May 14, 2019 A Violent Separation (Movie Review)
Family is said to be one of the important things in life. Some family is chosen, and other family is inescapable. This in mind, set for release in theaters and on-demand May 17th, comes A Violent Separation, a suspenseful tale of two families trapped in distrust and brought together by the unthinkable.
A Crime Thriller directed by Kevin and Michael Goetz (A Scenic Route 2013), it opens with the peaceful chirp and buzz of the Montanan outdoors playing an idle background to the start of an ordinary day. Here there is a man named Norman Young (Brenton Thwaites: The Giver 2014, Titans series), a deputy in the sleepy Montana town. Seen donning his uniform before he begins his morning, the appearance of a man in an automobile, drifting down the dirt road seems to disrupt the serenity of the small homestead. The man, Ray (Ben Robson: Animal Kingdom series, Vikings series), who also happens to be Norman’s older brother, imminently comes off as rowdy and troublesome. Within a few words of their exchange, Norman has Ray bound in handcuffs on the ground.
Moving forward, the gentle melody of a southern ballad fills the air of a musty bar as couples sway to the beat with Norman and Ray entering. Ray, celebrating his birthday, finds himself dancing with his girlfriend Abbey (Claire Holt: The Vampire Diaries series, Pretty Little Liars series), and for a moment, things seem loving again between the two.

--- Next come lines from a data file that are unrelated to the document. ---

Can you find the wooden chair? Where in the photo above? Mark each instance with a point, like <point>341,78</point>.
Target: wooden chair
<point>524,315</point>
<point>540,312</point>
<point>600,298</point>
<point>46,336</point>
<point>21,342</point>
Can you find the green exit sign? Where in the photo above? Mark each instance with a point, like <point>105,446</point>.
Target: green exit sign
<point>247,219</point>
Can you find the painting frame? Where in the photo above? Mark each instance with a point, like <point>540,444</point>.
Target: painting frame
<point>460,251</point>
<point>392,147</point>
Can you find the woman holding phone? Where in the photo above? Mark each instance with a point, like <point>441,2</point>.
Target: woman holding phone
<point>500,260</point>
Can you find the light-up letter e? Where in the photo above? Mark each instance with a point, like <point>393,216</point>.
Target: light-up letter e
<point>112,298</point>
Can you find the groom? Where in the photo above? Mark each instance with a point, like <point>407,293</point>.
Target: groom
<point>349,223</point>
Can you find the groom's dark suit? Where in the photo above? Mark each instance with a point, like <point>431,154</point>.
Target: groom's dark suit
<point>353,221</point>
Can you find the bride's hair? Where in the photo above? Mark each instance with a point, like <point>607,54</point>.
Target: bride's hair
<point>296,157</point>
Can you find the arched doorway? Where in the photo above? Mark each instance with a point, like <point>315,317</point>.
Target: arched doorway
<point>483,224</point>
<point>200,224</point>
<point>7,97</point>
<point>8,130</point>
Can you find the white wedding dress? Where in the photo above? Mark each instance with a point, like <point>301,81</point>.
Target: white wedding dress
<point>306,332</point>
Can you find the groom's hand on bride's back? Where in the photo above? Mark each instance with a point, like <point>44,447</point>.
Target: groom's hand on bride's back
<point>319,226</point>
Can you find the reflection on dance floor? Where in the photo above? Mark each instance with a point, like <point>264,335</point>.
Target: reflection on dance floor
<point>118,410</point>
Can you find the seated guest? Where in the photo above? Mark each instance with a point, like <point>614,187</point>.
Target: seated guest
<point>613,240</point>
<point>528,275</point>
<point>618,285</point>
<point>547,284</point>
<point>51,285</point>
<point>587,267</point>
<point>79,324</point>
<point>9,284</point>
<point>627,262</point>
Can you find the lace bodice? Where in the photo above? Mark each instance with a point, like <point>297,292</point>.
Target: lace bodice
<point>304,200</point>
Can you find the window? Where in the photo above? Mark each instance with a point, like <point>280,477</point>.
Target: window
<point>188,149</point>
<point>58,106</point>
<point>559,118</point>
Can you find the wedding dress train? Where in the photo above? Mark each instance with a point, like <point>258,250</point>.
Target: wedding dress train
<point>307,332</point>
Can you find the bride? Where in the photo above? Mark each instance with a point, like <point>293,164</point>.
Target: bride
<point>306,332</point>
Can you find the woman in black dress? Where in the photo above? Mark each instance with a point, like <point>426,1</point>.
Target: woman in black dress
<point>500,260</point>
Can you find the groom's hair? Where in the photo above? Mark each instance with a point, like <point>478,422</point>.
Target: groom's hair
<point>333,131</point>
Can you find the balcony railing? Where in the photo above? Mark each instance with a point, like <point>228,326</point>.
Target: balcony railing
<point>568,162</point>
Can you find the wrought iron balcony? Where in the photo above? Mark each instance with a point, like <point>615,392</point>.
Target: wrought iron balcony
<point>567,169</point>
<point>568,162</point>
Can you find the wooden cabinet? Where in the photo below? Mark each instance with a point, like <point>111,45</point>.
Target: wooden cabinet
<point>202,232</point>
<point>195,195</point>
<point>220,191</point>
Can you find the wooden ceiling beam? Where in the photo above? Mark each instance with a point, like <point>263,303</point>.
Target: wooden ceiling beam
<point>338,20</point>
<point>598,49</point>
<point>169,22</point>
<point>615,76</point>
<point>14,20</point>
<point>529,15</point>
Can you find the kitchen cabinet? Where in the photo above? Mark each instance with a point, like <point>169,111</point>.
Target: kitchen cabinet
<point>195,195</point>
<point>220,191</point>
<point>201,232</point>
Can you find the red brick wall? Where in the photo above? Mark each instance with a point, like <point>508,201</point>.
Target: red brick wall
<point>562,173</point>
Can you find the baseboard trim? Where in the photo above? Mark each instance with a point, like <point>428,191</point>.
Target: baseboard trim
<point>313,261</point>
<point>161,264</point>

Then, a fight erupts between Ray and a trio of bar patrons, wreaking havoc on the small moment between Norman and Abbey’s younger sister, Frances (Alycia Debnam-Carey: Fear the Walking Dead series, The 100 series). Norman is struck suddenly in the midst of de-escalating the brawl, and the bar erupts into violence once again. This is all while Abbey sits as an audience to the skirmish despite the best efforts of Frances to encourage her to leave. A feverous kiss between the bartender, that is not Abbey, and Ray is all it takes to send Abbey out the door with Frances in hot pursuit.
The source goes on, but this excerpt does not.